Тогда я попытался навязать им «Зону» в качестве сборника рассказов. Издатели сказали, что это нерентабельно. Что публика жаждет романов и эпопей.
Дело осложнилось тем, что «Зона» приходила частями. Перед отъездом я сфотографировал рукопись на микропленку. Куски ее мой душеприказчик раздал нескольким отважным француженкам. Им удалось провезти мои сочинения через таможенные кордоны. Оригинал находится в Союзе.
В течение нескольких лет я получаю крошечные бандероли из Франции. Пытаюсь составить из отдельных кусочков единое целое.
Местами пленка испорчена. (Уж не знаю, где ее прятали мои благодетельницы.) Некоторые фрагменты утрачены полностью.
Восстановление рукописи с пленки на бумагу — дело кропотливое. Даже в Америке с ее технической мощью это нелегко. И кстати, недешево.
На сегодняшний день восстановлено процентов тридцать.

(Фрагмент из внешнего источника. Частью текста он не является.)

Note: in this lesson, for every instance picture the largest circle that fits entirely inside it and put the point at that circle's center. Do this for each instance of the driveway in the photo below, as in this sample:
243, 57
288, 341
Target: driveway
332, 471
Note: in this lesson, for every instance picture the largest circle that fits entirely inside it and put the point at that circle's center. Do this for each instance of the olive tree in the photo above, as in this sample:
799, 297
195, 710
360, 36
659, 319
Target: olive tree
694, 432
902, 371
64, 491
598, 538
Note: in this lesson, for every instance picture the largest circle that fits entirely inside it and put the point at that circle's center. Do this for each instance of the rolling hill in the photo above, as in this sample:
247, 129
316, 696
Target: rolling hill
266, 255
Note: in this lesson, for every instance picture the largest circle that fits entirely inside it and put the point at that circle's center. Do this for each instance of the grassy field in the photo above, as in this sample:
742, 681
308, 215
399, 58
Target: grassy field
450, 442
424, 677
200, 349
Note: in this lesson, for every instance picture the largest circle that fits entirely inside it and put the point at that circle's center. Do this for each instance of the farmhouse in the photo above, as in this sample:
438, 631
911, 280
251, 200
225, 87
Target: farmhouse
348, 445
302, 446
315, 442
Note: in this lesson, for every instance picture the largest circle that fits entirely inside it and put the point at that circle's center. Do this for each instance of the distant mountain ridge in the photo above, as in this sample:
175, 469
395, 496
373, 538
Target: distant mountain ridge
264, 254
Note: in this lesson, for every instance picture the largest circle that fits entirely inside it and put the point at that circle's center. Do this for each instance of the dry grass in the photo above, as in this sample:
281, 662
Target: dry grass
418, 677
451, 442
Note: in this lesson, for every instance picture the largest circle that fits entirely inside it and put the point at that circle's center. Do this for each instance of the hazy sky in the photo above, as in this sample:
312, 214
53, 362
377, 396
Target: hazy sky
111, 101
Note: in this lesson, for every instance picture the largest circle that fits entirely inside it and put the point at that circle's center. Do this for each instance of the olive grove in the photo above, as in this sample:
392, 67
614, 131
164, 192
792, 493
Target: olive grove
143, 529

С этим письмом я высылаю некоторую часть готового текста. Следующий отрывок вышлю через несколько дней. Остальное получите в ближайшие недели. Завтра же возьму напрокат фотоувеличитель.
Может быть, нам удастся соорудить из всего этого законченное целое. Кое-что я попытаюсь восполнить своими безответственными рассуждениями.
Главное — будьте снисходительны. И, как говорил зека Хамраев, отправляясь на мокрое дело, — с Богом!..
Старый Калью Пахапиль ненавидел оккупантов. А любил он, когда пели хором, горькая брага нравилась ему да маленькие толстые ребятишки.
— В здешних краях должны жить одни эстонцы, — говорил Пахапиль, — и больше никто. Чужим здесь нечего делать…
Мужики слушали его, одобрительно кивая головами.
Затем пришли немцы. Они играли на гармошках, пели, угощали детей шоколадом. Старому Калью все это не понравилось. Он долго молчал, потом собрался и ушел в лес.
Это был темный лес, издали казавшийся непроходимым. Там Пахапиль охотился, глушил рыбу, спал на еловых ветках. Короче — жил, пока русские не выгнали оккупантов. А когда немцы ушли, Пахапиль вернулся. Он появился в Раквере, где советский капитан наградил его медалью. Медаль была украшена четырьмя непонятными словами, фигурой и восклицательным знаком.
«Зачем эстонцу медаль?» — долго раздумывал Пахапиль.
И все-таки бережно укрепил ее на лацкане шевиотового пиджака. Этот пиджак Калью надевал только раз — в магазине Лансмана.
Так он жил и работал стекольщиком. Но когда русские объявили мобилизацию, Пахапиль снова исчез.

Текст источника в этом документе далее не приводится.